Âmin Demirtaş, âmin!
HDP'nin İzmir Konak Meydanı'nda bir seçim etkinliği olduğunu düşünün. Birinci sıra adayı Ertuğrul Kürkçü halka hitap ediyor. Derken elleri silahlı, 25 kişi bu seçim çalışmasına...
HDP'nin İzmir Konak Meydanı'nda bir seçim etkinliği olduğunu düşünün. Birinci sıra adayı Ertuğrul Kürkçü halka hitap ediyor. Derken elleri silahlı, 25 kişi bu seçim çalışmasına katılıyor. Kürkçü bir kenara çekiliyor. PKK'lılar Kalaşnikofları bellerinde, mikrofon ellerinde halka sesleniyorlar. "Mahallenizden HDP dışında tek bir oy çıkarsa, ona göre..." diyorlar. Bu tabloyu da güvenlik güçleri huşû içinde izliyor.
HDP'nin toplumdan istediği tam da bu. Sadece çok göze batmasın diye bunu İzmir Konak'ta değil de, Ağrı Diyadin'de yapmaya kalkmışlar. HDP, Batı'da özgürlükçü, yeşil ve demokratik 'yeni yaşam' çağrısı yapıyor ama 'Doğu cephesi'nde değişen bir şey yok maalesef.
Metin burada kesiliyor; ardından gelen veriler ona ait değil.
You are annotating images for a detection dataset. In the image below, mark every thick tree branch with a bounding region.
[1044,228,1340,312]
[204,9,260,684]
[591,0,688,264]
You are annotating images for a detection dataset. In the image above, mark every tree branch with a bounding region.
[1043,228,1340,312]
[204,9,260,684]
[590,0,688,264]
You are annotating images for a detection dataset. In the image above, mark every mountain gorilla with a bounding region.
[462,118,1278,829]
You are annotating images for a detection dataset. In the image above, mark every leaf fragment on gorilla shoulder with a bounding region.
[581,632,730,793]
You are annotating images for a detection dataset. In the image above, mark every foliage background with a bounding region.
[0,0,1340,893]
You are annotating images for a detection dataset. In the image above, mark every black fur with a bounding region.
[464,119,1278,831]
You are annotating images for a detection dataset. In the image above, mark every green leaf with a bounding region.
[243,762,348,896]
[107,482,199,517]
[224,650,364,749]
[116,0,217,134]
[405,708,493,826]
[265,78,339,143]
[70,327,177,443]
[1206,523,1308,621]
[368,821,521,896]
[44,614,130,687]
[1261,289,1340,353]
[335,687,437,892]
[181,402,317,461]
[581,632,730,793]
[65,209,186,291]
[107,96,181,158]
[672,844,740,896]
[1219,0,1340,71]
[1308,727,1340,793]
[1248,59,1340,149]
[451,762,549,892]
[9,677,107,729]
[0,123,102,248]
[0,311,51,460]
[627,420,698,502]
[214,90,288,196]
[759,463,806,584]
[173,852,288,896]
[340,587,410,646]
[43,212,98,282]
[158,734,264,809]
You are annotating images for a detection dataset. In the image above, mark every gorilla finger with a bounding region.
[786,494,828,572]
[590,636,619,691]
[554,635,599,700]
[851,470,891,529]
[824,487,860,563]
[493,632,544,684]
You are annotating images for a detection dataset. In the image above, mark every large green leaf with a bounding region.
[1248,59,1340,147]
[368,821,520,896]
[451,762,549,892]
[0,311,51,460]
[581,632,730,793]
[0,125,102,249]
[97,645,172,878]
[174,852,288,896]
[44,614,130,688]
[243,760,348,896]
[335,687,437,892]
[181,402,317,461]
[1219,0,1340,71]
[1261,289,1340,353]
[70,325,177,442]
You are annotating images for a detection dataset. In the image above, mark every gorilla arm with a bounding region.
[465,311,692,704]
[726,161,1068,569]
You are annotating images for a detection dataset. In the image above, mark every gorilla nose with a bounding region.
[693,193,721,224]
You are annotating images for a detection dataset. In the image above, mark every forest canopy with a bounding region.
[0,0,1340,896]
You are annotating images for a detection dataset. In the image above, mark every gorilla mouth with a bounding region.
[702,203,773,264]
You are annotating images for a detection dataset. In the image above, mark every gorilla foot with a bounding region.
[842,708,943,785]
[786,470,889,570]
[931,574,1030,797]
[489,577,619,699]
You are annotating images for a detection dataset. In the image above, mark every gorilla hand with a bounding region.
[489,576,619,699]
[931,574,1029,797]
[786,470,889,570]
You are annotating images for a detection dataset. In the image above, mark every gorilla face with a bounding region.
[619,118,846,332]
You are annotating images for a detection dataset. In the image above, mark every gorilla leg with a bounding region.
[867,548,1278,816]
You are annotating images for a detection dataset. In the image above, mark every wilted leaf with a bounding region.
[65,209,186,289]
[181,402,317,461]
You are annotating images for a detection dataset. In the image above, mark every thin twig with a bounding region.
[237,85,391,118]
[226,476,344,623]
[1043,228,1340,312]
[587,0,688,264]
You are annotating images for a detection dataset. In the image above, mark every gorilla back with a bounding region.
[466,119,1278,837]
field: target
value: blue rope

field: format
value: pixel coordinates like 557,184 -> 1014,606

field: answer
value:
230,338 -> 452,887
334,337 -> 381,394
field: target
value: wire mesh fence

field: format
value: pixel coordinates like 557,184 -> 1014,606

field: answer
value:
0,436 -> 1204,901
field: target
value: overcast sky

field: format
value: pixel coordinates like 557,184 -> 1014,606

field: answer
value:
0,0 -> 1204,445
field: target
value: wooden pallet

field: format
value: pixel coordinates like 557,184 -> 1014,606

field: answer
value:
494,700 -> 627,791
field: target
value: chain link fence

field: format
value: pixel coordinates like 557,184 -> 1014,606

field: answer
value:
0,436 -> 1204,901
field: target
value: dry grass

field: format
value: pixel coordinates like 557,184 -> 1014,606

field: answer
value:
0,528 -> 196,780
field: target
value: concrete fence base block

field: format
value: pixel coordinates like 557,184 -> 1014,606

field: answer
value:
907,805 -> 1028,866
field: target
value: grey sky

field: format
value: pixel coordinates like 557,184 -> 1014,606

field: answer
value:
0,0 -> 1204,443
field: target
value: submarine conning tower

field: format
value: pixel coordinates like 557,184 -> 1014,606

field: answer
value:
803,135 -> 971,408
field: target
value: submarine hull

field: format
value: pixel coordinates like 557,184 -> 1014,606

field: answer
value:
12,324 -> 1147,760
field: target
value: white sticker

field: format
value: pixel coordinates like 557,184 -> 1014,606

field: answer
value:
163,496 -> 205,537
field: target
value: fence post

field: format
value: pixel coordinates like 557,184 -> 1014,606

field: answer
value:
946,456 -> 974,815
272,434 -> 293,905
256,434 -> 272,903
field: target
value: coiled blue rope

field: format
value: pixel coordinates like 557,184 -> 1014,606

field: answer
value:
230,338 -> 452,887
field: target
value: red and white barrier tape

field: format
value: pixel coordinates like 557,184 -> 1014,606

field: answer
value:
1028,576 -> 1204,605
Cuma günü gerçekleşen çatışmanın nedenine dair HDP Ağrı İl Başkanı Sabri Tayfur'un açıklamasını okumak bile yeterli aslında: "Bu savaşın önüne geçebilmek için, insanların ölmemesi için kendimizi kalkan olarak ortaya atacağımızı söyledik. PKK ile devlet güçleri arasında çatışma çıktığını söylüyorlar. PKK'lılar da burada şenliğe katılacaktı."
Tamam da güzel kardeşim, savaşın önüne geçmek için, insanların ölmemesi için 'canlı kalkan' falan olmana gerek yok ki! Silahlı PKK'lıların sivillerin ve siyasîlerin etkinliğine gelmemelerini istemen kâfi. Ama bu o kadar da kolay değil, değil mi? TSK'ya kafa tutmaya benzemez çünkü PKK'lılara 'gelme' demek. TSK nasılsa en fazla basın açıklaması yayınlar, PKK'nınsa başvurduğu başka metotları var.